Katja Lembke has been a corresponding member of the German Archaeological Institute since 2003, and in December 2021 she was appointed to the Historical Commission for Lower Saxony and Bremen. In June 2021, Katja Lembke was elected as the new chairperson of the German Archaeological Association for a two-year term, succeeding Patrick Schollmeyer.

== Works ==
- Das Iseum Campense in Rom. Studie über den Isiskult unter Domitian (= Archäologie und Geschichte. Vol. 3). Verlag Archäologie und Geschichte, Heidelberg 1994, ISBN 3-9801863-2-6.
- Phönizische anthropoide Sarkophage (= Damaszener Forschungen.

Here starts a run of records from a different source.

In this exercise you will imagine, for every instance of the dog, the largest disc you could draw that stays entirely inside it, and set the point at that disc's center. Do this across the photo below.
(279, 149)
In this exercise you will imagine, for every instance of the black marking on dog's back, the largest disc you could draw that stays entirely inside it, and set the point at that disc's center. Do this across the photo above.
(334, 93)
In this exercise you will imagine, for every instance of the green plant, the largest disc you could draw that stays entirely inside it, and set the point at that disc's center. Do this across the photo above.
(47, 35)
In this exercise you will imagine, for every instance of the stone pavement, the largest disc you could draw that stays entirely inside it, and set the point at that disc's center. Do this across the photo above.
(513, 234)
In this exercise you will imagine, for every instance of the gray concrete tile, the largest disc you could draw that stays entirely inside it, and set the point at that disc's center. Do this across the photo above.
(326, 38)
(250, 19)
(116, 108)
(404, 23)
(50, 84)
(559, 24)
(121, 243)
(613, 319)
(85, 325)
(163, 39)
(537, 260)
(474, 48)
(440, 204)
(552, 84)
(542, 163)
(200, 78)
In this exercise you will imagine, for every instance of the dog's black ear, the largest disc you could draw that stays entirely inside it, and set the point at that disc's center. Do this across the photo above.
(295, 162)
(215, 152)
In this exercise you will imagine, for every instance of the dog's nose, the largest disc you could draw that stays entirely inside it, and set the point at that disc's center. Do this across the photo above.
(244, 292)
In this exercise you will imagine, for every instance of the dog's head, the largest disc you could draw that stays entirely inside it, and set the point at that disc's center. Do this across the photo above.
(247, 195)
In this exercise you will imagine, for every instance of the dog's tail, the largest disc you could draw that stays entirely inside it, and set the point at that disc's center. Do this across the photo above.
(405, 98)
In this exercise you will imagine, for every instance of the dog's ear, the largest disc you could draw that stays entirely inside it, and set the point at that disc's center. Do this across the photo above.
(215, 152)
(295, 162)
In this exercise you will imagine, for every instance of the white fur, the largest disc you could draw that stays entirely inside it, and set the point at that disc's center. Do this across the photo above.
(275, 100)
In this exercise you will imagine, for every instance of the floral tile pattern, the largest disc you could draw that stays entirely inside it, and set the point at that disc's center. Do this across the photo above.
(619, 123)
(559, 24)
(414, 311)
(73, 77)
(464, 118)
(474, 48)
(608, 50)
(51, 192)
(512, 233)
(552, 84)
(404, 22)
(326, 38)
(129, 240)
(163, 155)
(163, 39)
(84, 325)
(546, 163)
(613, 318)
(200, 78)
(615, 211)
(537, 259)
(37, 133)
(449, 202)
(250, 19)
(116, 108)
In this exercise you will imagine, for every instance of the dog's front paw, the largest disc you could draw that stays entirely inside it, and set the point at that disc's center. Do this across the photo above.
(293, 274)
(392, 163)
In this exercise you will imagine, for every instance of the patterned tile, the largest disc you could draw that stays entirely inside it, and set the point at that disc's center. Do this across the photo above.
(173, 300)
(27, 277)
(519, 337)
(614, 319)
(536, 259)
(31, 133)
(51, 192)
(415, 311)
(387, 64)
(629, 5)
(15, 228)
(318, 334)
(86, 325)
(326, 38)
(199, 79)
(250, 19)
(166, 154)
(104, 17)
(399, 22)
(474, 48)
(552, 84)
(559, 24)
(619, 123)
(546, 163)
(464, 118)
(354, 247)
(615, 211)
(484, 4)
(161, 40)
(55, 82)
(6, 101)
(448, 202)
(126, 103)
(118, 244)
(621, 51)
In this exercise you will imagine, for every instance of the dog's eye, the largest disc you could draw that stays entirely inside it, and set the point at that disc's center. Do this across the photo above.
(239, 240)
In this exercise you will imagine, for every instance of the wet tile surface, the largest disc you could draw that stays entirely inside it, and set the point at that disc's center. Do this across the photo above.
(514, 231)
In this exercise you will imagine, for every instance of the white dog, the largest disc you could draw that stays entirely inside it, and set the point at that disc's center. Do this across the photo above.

Vol. 10). von Zabern, Mainz 2001, ISBN 3-8053-2662-9.
- Die Skulpturen aus dem Quellheiligtum von Amrit. Studie zur Akkulturation in Phönizien (= Damaszener Forschungen. Vol. 12). von Zabern, Mainz 2004, ISBN 3-8053-3403-6.
- Ägyptens späte Blüte. Die Römer am Nil (= Zaberns Bildbände zur Archäologie. Special editions of Antike Welt). von Zabern, Mainz 2004, ISBN 3-8053-3276-9.
- Hannovers Nofretete. Die Bildnisse der Sent M´Ahesa von Bernhard Hoetger (= NahSichten. Vol. 2). Schnell & Steiner, Regensburg 2012, ISBN 978-3-7954-2627-9.
- Das Grab des Siamun in der Oase Siwa. Ammoniaca II (= Archäologische Veröffentlichungen des Deutschen Archäologischen Instituts Abteilung Kairo. Vol. 115). Harrassowitz, Wiesbaden 2014, ISBN 978-3-4471-0239-1.
- Ikonen der Kunst – und wie sie zu dem wurden, was sie heute sind. Prestel, Munich 2021, ISBN 978-3-7913-8680-5.
- as editor and author: Shark Island. The First German Concentration Camp. Nünnerich-Asmus, Oppenheim 2024, ISBN 978-3-96176-301-6 (German edition: Die Haifischinsel. Das erste deutsche Konzentrationslager. Nünnerich-Asmus, Oppenheim 2023, ISBN 978-3-96176-242-2).
- as editor and author (with contributions from students at the University of Göttingen): Eine Muse aus Italien. Graf Münster und seine Grand Tour (= NahSichten. Vol. 7). Schnell & Steiner, Regensburg 2025, ISBN 978-3-7954-9013-3.